The Co-redemptrix title appears for the first time in a Salzburg hymn from around the 15th century. The addition of the prefix "co" to the previously used Redemptrix title further emphasizes Our Lady's rightful subordination to the divine Redeemer. One of the foremost theologians of the Council of Trent, Jesuit Alphonsus Salmerón, repeatedly defends the legitimacy of the Co-redemptrix title, as well as her consequent titles of Mediatrix and Advocate. During the 17th century "Golden Age" of Marian Co-redemption, the doctrine and title was defended in over 300 theological works, with all of its fundamental soteriological aspects treated.
The Popes of the 19th and 20th centuries incorporated the best of this consistent development of doctrine of Mary Co-redemptrix into the teachings of the ordinary magisterium, with its doctrine conveyed through encyclicals and other papal teachings and its title repeatedly used by the Holy See during the magisterium of St. Pius X, and explicitly by Pius XI on three occasions and John Paul II on six occasions.
Q: Is there any relationship between Our Lady of Sorrows and the contemporary Fatima message, which has also involved the pontificate of John Paul II?
Miravalle: The Fatima message is a Marian call to be a "co-worker," or co-redeemer, with Jesus -- see 1 Corinthians 3:9. Our Lady tells the young visionaries to "sacrifice yourselves for sinners" and asks them, "Are you willing to offer yourselves to God and bear all the sufferings he wills to send you, as an act of reparation for the conversion of sinners?"
The spiritual practice of offering reparation to the Immaculate Heart of Mary, particularly as found in the First Saturday devotions, is an efficacious spiritual practice which serves to console the Immaculate Heart, who is mystically wounded by those who reject her spiritual maternity, as well as her other prerogatives given her by God.
During the Oct. 13, 1917, apparition and subsequent solar phenomenon, the Mother of Jesus appeared to the children precisely as our Lady of Sorrows in calling for recognition of her co-redemptive suffering and for reparation to her Immaculate Heart.
In Sister Lucia's recent book, "Calls from the Message of Fatima," she defends the Co-redemptrix title and doctrine in six different passages with an inspired eloquence.

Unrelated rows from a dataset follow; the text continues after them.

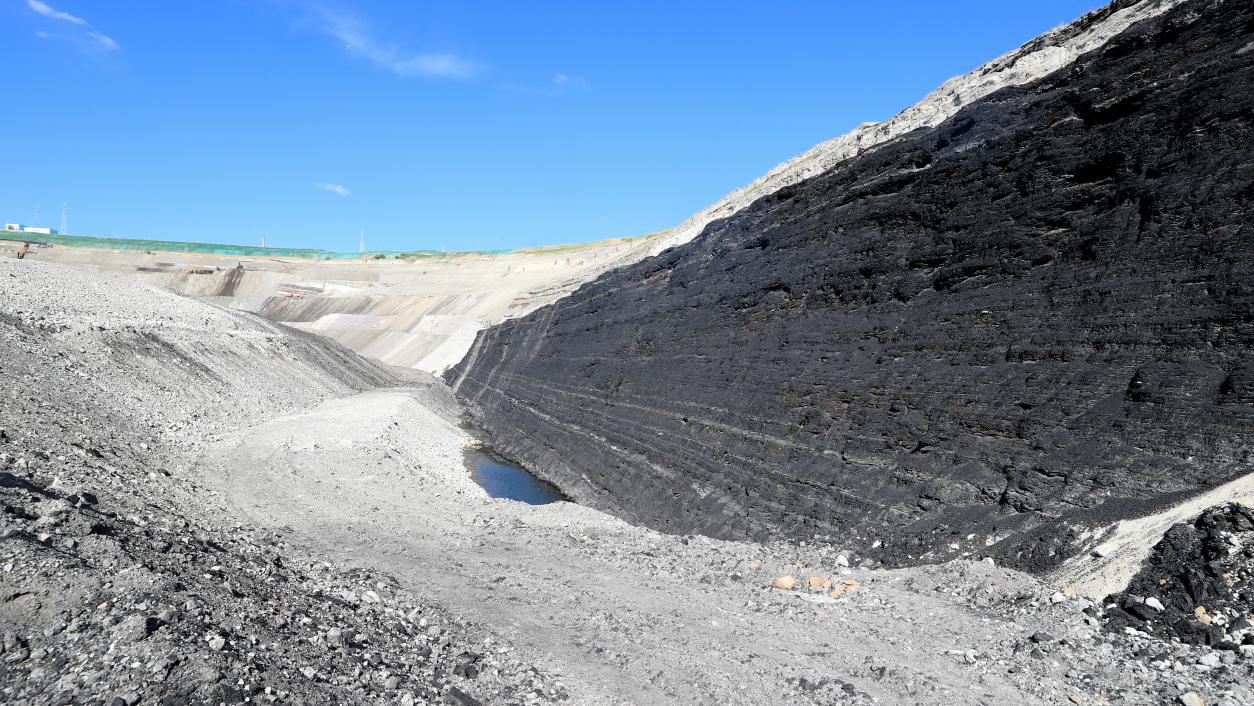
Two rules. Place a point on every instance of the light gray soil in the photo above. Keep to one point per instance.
(201, 507)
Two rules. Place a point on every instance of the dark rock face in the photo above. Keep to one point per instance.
(1038, 314)
(1201, 576)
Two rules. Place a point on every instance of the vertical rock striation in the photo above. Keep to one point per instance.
(1032, 316)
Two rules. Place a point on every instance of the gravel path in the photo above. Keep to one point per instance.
(202, 507)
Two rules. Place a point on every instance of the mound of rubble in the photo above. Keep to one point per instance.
(1198, 584)
(124, 581)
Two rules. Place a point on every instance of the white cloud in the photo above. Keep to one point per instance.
(103, 42)
(93, 40)
(48, 11)
(577, 83)
(339, 189)
(355, 36)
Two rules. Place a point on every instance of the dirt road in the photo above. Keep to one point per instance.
(623, 613)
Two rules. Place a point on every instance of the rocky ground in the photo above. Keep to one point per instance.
(123, 582)
(202, 507)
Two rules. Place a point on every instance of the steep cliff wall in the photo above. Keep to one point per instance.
(1036, 315)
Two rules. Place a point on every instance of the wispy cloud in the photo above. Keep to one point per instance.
(339, 189)
(356, 38)
(87, 38)
(561, 84)
(103, 42)
(49, 11)
(567, 82)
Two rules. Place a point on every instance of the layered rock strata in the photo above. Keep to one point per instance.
(974, 337)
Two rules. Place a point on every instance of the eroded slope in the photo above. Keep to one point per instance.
(1037, 312)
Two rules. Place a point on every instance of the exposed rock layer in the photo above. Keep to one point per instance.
(1040, 309)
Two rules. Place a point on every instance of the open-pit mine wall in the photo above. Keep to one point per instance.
(976, 337)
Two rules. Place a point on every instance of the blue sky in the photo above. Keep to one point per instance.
(448, 124)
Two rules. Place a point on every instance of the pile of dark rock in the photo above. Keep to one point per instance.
(1196, 586)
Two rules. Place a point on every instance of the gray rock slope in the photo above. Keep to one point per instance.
(1033, 316)
(124, 581)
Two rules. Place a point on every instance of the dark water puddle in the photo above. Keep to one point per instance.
(504, 479)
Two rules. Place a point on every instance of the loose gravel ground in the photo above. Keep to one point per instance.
(202, 507)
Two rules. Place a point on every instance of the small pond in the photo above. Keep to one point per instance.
(503, 479)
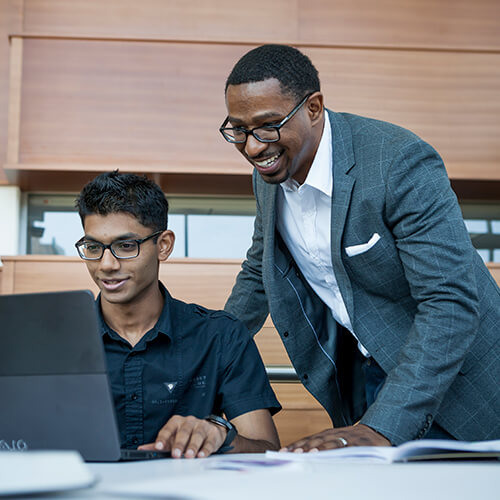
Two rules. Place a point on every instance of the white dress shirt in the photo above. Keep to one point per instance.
(303, 220)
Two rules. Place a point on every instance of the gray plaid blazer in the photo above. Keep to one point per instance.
(420, 299)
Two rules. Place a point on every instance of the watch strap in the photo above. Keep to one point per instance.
(230, 428)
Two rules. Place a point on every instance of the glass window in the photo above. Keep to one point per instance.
(204, 227)
(483, 223)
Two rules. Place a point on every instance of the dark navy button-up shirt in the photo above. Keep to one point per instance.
(194, 361)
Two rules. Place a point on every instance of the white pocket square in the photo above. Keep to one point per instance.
(359, 249)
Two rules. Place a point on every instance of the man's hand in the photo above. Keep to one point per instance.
(354, 435)
(189, 437)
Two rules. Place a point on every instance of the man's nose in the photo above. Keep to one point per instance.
(109, 261)
(253, 147)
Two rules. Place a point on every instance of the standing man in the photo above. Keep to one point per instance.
(174, 368)
(361, 256)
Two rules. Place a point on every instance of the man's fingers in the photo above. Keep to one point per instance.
(167, 432)
(213, 440)
(205, 439)
(183, 436)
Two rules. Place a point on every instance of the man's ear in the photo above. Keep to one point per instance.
(315, 108)
(165, 245)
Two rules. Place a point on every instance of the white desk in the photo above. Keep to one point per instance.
(195, 479)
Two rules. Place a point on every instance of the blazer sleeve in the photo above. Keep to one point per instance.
(437, 257)
(247, 300)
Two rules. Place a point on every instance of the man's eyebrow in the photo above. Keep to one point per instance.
(262, 117)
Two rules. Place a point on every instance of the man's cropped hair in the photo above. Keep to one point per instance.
(115, 192)
(293, 69)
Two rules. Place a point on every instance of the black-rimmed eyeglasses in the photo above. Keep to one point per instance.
(121, 249)
(266, 133)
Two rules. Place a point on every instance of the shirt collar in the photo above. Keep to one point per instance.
(320, 174)
(162, 327)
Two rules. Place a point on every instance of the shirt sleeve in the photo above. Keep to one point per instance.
(243, 383)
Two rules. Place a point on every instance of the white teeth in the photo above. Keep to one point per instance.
(268, 162)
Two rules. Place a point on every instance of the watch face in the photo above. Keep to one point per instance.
(231, 431)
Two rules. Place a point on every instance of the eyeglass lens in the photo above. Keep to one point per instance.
(121, 249)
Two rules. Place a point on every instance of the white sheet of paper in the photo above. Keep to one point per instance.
(30, 472)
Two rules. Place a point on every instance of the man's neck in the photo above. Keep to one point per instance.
(133, 320)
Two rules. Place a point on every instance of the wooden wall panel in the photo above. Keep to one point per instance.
(152, 106)
(140, 105)
(451, 100)
(10, 20)
(401, 23)
(187, 20)
(394, 23)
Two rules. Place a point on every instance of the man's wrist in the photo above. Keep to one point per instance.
(231, 431)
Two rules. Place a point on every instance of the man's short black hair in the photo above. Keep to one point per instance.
(293, 69)
(115, 192)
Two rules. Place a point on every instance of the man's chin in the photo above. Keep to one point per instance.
(275, 178)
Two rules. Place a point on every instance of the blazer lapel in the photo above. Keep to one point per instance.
(343, 161)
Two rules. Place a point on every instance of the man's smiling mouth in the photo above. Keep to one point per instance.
(268, 161)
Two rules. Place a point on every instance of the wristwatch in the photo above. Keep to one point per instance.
(231, 431)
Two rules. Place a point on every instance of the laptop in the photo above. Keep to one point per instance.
(54, 389)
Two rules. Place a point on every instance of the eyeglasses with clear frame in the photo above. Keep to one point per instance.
(266, 133)
(121, 249)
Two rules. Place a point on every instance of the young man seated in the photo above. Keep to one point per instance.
(174, 368)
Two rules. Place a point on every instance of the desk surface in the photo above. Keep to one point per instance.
(209, 479)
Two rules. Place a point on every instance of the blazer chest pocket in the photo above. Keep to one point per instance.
(376, 266)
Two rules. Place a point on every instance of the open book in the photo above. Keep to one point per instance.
(424, 449)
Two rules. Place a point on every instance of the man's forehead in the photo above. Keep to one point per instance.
(258, 100)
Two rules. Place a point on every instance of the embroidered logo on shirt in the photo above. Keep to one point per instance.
(170, 386)
(199, 382)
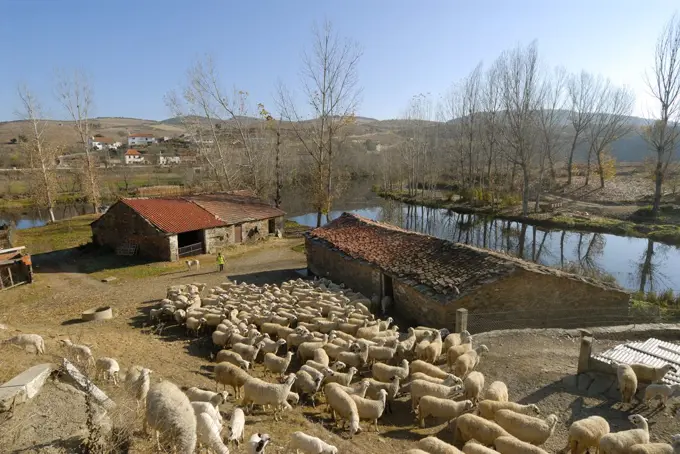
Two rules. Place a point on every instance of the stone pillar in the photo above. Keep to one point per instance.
(461, 320)
(585, 352)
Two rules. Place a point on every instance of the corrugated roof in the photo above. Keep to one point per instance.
(236, 207)
(174, 215)
(652, 352)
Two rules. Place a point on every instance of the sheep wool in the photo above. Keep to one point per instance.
(487, 408)
(469, 426)
(434, 445)
(441, 408)
(511, 445)
(586, 433)
(307, 444)
(170, 414)
(497, 391)
(527, 428)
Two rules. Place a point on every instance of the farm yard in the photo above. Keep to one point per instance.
(537, 366)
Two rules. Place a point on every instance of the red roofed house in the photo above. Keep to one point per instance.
(140, 139)
(430, 278)
(169, 228)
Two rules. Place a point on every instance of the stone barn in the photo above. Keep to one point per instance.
(430, 278)
(169, 228)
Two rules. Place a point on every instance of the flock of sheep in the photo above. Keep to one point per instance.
(359, 363)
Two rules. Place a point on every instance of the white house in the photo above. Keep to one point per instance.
(133, 157)
(140, 139)
(103, 143)
(168, 160)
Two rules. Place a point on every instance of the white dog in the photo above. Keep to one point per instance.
(195, 263)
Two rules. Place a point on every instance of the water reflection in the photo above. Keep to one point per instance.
(632, 262)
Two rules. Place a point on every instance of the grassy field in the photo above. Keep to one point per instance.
(57, 236)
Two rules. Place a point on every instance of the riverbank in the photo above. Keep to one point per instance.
(559, 219)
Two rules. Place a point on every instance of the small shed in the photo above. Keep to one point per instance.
(15, 268)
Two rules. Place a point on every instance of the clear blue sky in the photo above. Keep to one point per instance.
(136, 51)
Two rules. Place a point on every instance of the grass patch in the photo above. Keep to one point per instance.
(59, 235)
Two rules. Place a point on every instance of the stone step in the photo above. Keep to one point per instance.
(24, 386)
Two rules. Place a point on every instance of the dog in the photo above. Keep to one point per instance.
(194, 263)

The Fatima visionary testifies that the role of Mary Co-redemptrix is clearly an integral part of the Fatima message and its ultimate fulfillment in the prophesied "triumph" of the Immaculate Heart of Mary.
Q: Historically and theologically, then, the feast and the doctrine of Our Lady's sorrows are firmly part of our Catholic life?
Miravalle: The feast of Our Lady of Sorrows and the corresponding doctrine of Mary Co-redemptrix is our heritage.
The story of Mary's suffering "with Jesus" is deeply embedded in the Church's 2,000-year memory and life which we call "Tradition." We should not deny this Tradition about Mary Co-redemptrix, our spiritual Mother of Sorrows, but should use the most precise means by which to articulate and "live" its truth in its proper biblical and ecumenical context.